There's nothing to be done about the programmer's mistakes. By definition, a piece of code that is supposed to work is broken (such as a variable name is wrong) and you can't fix it with more code. Once you do so, you use the error-handling code instead of the wrong code.

Some people are in favor of recovering from a programmer's mistake, which is to let the current operation fail, but to proceed with the request. This practice is not recommended. Consider a situation where there is a mistake in the original code that does not take into account a particular situation. How can you be sure that this question will not affect other requests? If other requests share a state (server, socket, database connection pool, etc.), there is a significant likelihood that other requests will be abnormal.

A typical example is a rest server (such as a restify), if a request-handling function throws a referenceerror (for example, the variable name is wrong). It's very likely that it will lead to serious bugs and is extremely difficult to find. For example, a state that is shared among some requests may be turned into null,undefined or other invalid values, and the result is that the next request fails. Database (or other) connections may be compromised, reducing the number of requests that can be processed in parallel. Finally, only a few of the available connections will be bad, which will cause the request to become serially processed by parallelism. To make matters worse, the Postgres connection will be left in the open request transaction. This results in Postgres the old value of a row in the "hold" table because it is visible to the transaction. This problem can occur for weeks, causing the table to grow indefinitely, and subsequent requests are all slowed down from milliseconds to minutes [footnote 4]. Although this problem is closely related to Postgres, it is a good indication that a simple error by the programmer can put the application into a very scary state. The connection will stay in the authenticated state and be used by subsequent connections. The result is that the user is mistaken in the request. The socket will open all the time.

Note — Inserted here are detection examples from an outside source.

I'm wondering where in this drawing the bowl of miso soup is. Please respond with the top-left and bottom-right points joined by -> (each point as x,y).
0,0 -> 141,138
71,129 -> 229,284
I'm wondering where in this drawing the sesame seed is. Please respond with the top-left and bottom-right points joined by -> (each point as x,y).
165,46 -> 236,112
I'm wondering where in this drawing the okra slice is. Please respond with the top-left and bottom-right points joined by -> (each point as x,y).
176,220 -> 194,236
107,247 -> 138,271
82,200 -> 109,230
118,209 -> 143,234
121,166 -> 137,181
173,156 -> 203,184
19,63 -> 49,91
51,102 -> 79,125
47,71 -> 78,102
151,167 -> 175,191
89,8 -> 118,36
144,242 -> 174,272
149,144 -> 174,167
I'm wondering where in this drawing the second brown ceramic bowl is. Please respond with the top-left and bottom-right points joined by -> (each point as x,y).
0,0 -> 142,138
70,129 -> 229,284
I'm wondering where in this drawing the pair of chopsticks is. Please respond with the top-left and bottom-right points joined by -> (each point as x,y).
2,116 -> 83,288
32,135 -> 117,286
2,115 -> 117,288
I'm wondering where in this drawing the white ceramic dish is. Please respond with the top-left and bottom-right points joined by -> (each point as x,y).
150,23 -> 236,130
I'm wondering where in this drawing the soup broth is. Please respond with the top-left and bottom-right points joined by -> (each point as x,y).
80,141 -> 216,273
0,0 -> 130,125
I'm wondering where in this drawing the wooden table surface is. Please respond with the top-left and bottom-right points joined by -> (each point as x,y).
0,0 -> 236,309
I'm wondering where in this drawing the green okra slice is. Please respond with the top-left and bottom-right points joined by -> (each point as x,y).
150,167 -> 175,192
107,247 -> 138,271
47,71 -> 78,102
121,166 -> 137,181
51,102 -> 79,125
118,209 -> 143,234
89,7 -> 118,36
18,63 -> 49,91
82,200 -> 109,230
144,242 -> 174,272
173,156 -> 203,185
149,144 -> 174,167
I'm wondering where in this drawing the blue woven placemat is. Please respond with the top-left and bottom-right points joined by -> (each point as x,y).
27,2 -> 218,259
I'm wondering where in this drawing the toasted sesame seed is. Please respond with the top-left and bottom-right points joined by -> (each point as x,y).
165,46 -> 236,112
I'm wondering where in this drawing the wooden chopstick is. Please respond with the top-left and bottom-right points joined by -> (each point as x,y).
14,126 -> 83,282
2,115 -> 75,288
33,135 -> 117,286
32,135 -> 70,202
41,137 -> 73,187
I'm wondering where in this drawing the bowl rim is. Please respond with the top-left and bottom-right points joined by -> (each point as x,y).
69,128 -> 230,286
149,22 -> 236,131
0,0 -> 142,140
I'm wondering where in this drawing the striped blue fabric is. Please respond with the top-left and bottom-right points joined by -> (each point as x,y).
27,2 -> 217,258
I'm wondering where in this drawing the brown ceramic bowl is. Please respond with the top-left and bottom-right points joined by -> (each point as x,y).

In general, Nodejs will use a two-minute timeout on an idle socket, but this value can be overwritten, which will reveal a file descriptor. If this happens continuously, the program will be forced to retire because it has exhausted all the file descriptors. Even if this timeout is not overwritten, the client hangs for two minutes until the "hang-up" error occurs. The two-minute delay will make the problem difficult to handle and debug. Many memory references will be left behind. This can lead to leaks, resulting in memory exhaustion, increased GC time and a sharp drop in performance. This is very difficult to debug, and it is very tricky to relate to the error that caused the leak.

The best way to recover from mistakes is to crash immediately. You should use a restarter to start up your program and restart it automatically when the crash is running. If the restarter is ready, the crash is the quickest way to restore a reliable service in the interim.

The only downside to a crash application is that connected clients are temporarily disturbed, but remember that these errors are, by definition, bugs. We are not talking about a normal system or a network error, but a real bug in a program. They should be rare on the line and are the highest priority for debugging and repair. In all the situations discussed above, the request is not necessarily successful. The request can be completed successfully, may crash the server again, may be done incorrectly in some obvious way, or end incorrectly in a way that is difficult to debug. In a complete distributed system, the client must be able to handle server-side errors by resetting and retrying. Whether the Nodejs application is allowed to crash or not, the failure of the network and the system is a fact. If your online code crashes so frequently that the disconnect becomes a problem, the real problem is that you have too many bugs on your server, rather than crashing because you chose to make a mistake.

If a server crashes frequently causing clients to drop frequently, you should focus your experience on bugs that cause the server to crash, turn them into catch exceptions, rather than avoid crashing as much as possible if the code is clearly problematic. The best way to debug this type of problem is to configure the Nodejs to print the kernel file when there is no catch exception. Using these kernel files on Gnu/linux or Illumos systems, you can see not only the stack records when the application crashed, but also the arguments passed to the function and other JavaScript objects, even the variables referenced in the closure. Even if code dumps is not configured, you can use stack information and logs to start handling problems.

Finally, remember that a programmer's failure on the server side can cause the client to fail, and that the client must handle the server-side crash and network outages. It's not just theory, it's actually happening on the online environment. the practice of writing functions

We've talked about how to handle exceptions, so how do you pass the error to the caller when you're writing a new function?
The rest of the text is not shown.